Below is an article I wrote a few years back. It is about working with a skill that can benefit us in many different ways. It also holds the secrets to why we become prejudice, we are not born prejudice…? Raise a baby lion with a baby lamp; do you think the lion will grow up and eat the lamb?
Anyway, here are some things our Olympic Athletes are using so they can perform at the peak of there skill. I use this when I do public presentations, when I climb, and in survival preparation.. It is also great for defensive driving. Imagine something happening as you drive-then go over how you want to react. We have to basic ways we do things, either a “response” (a thought out set of movements) or a “reaction” a preconditioned action, we think, plan, and sometime practice in advance. Reactions are fast, they save lives, (provided it is the correct reaction). Responses are slow, … and …. and…
I hope you find this of value.
The big advantage of mental training is you don’t make mistakes. In physical training you do make mistakes, sometimes small, but they affect the outcome because your mind remembers that mistake. Then when it is time to perform you play that memory tape, but it has a small blooper, unlike mental tapes which are recorded perfectly. When you practice mentally the control tape is perfectly composed and engineered to the highest standards. Consequently, when you do it physically the mind replays the “perfect” mental tape (picture) and your body reaches for that high standard and if you have trained physically well, as well, “BAM!” You have a winning combination. P.S. Remember the power of our internal spirit – Train Physically, Mentally, and Spiritually too!
If I am having problems climbing over a move, I focus on all the things, even the very small things that can “contribute to,” climbing well, “center of weight/gravity” “Dynamics” “relaxing the muscles I don’t need to use,” “breathing- pursing my lips to improve oxygen percentages” (this is particularly effective at high altitudes) and…. ; rather than the “
oh shoot what if’s”
Often while waiting for my shot at a difficult pitch, I will sit in a quiet place, with my eyes shut, and mentally visualize myself climbing that route, every aspect, I feel my hand grip the rock so that I gain maximum grip, and my feet doing the same, etc. I do this with every detail that I will be dealing with, an I focus on the positive moves and solutions.
Of course, slips can happen, so be mentally prepared to make the best of it. For example: One evening, while on a float trip down the Grand Canyon, after we had prepared for spending the night, I went scrambling. I saw a fun looking cliff that did not appear extreme so I decided to scramble up it. I was enjoying myself being careful to choose good holds, stay vertical, or whatever direction helped maximize the hold(s), things were going fine.
I reached above me and mantled onto a shelf. All of a sudden I heard “BUZZZZ!!!” I automatically froze in place, not hardly even blinking. Without moving my eyes or any part of my body I looked. I was face to face with a big Grand Canyon Rattlesnake… It caught me totally off guard, I had never expected to see a rattlesnake a hundred feet above the ground.

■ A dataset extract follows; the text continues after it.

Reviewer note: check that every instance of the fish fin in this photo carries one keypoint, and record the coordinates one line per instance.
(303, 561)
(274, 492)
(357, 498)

Fortunately, over the years I had “mentally trained myself” to freeze, if I ever heard the distinctive sound of a rattlesnake’s buzz. Since I was now an unwitting challenger to a staring contest, I focused on the positive things that I had practiced. Eventually, it stopped buzzing, and then started to crawl away. I figured the risks were much lower, and I wanted out!
Then I did what else I had practiced. Even if it was still buzzing, my position may not have allowed me to stay involved in the staring contest. I would have had to very slowly move away, and I had mentally practiced that, so I slowly moved away. I started breathing normally, down climbed, and went back to camp. I was emotionally drained and I had lost my interest in scrambling.
Had I not practice that, there is a good chance I would have momentarily forgot where I was, and I would have freaked, and possibly fallen to the ground. When they found me dead, or seriously hurt, at the bottom they almost surely would have thought that I had slipped and fell… Another nice thing about mental training is you
do not have to think it could happen in a negative way have the luxury of being able to fantasize and do it perfectly (not unrealistically), “while” having to worry about a slip and being hurt, focusing on things that bring success.